KIT takes off – University of Karlsruhe and the Karlsruhe Research Centre merged into one single entity on 1st October 2009
Almost three years after winning the German government’s Excellence Initiative, the idea has now become reality: On 1st October 2009, the University of Karlsruhe and the Karlsruhe Research Centre (Forschungszentrum Karlsruhe) merged to become a single legal entity known as the KIT, according to the Act on the Establishment of the Karlsruhe Institute of Technology.
The Karlsruhe Institute of Technology (KIT) now takes on the tasks, rights, obligations, authorities and responsibilities of the former Karlsruhe Research Centre and Karlsruhe University. According to the Act on the Establishment of the Karlsruhe Institute of Technology, the University of Karlsruhe has become part of the KIT, as have the assets and employees of the Karlsruhe Research Centre. The KIT's Presiding Committee and Supervisory Board have been appointed and its Senate members elected.
The Baden-Württemberg Minister of Science, Professor Dr. Peter Frankenberg, said: "Today, we are opening a new chapter in the history of German science policy. Until now, universities and non-university research institutions have worked and carried out research side by side. Together with the German government and on the initiative of the two institutions, "working side by side" has been successfully transformed into "working together" through the merger of the University and the Research Centre into one single entity. This entity is more than the sum of its individual parts."

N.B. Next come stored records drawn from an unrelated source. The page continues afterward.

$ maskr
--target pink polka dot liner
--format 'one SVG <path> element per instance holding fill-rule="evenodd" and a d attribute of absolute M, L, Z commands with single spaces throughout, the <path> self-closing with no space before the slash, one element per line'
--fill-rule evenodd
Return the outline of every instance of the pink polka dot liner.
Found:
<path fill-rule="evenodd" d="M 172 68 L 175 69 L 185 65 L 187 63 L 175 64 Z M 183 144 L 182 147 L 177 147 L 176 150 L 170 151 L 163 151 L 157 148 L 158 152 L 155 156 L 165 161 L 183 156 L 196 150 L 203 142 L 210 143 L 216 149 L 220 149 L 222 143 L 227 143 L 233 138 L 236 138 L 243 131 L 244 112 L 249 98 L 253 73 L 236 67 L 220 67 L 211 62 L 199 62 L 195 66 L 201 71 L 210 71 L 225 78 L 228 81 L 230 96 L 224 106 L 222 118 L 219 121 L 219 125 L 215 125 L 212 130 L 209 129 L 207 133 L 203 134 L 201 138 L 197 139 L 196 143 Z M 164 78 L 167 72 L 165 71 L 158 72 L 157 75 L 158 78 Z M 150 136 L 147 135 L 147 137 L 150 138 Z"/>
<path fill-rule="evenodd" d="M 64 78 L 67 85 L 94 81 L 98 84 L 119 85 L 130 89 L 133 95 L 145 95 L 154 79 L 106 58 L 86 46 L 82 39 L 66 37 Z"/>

"The new structure of the KIT is aimed at promoting scientific excellence on an international level and overcoming borders that impede research," said the German Federal Minister of Research, Dr. Annette Schavan. "The federal and state governments envisage that this new legal entity will follow the principle of self responsibility. This makes the KIT a pioneer for the freedom of science. We hope to create the conditions for greater freedom - amongst other things in terms of budget, personnel, construction and the acquisition of funds."
On the 1st October 2009 the members of the Presiding Committee, the Supervisory Board and the Senate also took on their official tasks. In agreement with the Federal Minister of Education and Research, Prof. Frankenberg appointed Prof. Dr. Eberhard Umbach and Professor Dr. Horst Hippler as the KIT's presidents. The Presiding Committee also includes Prof. Dr.-Ing. Detlef Löhe, Dr.-Ing. Peter Fritz and Dr. Alexander Kurz, and will eventually be complemented by a vice president of human resources. The 11-member Supervisory Board is led by Prof. Dr. Jürgen Mlynek (Helmholtz Association), who, along with the other members of the Supervisory Board, was also appointed by Prof. Frankenberg. "With the coming winter semester, the KIT is ready to start work with organs and boards consisting of outstanding experts," said Schavan and Frankenberg speaking in Karlsruhe on 1st October.
Frankenberg highlighted the groundbreaking importance of the KIT for the region, for Baden-Württemberg and for Germany: "In the Karlsruhe region, the KIT is synonymous with innovation and growth. With close to 8,000 employees, the KIT is one of the largest employers in the region. Over the next few years, the KIT has the potential to become a global leader in research, education and innovation in the natural and engineering sciences as well as in energy research," said the Minister.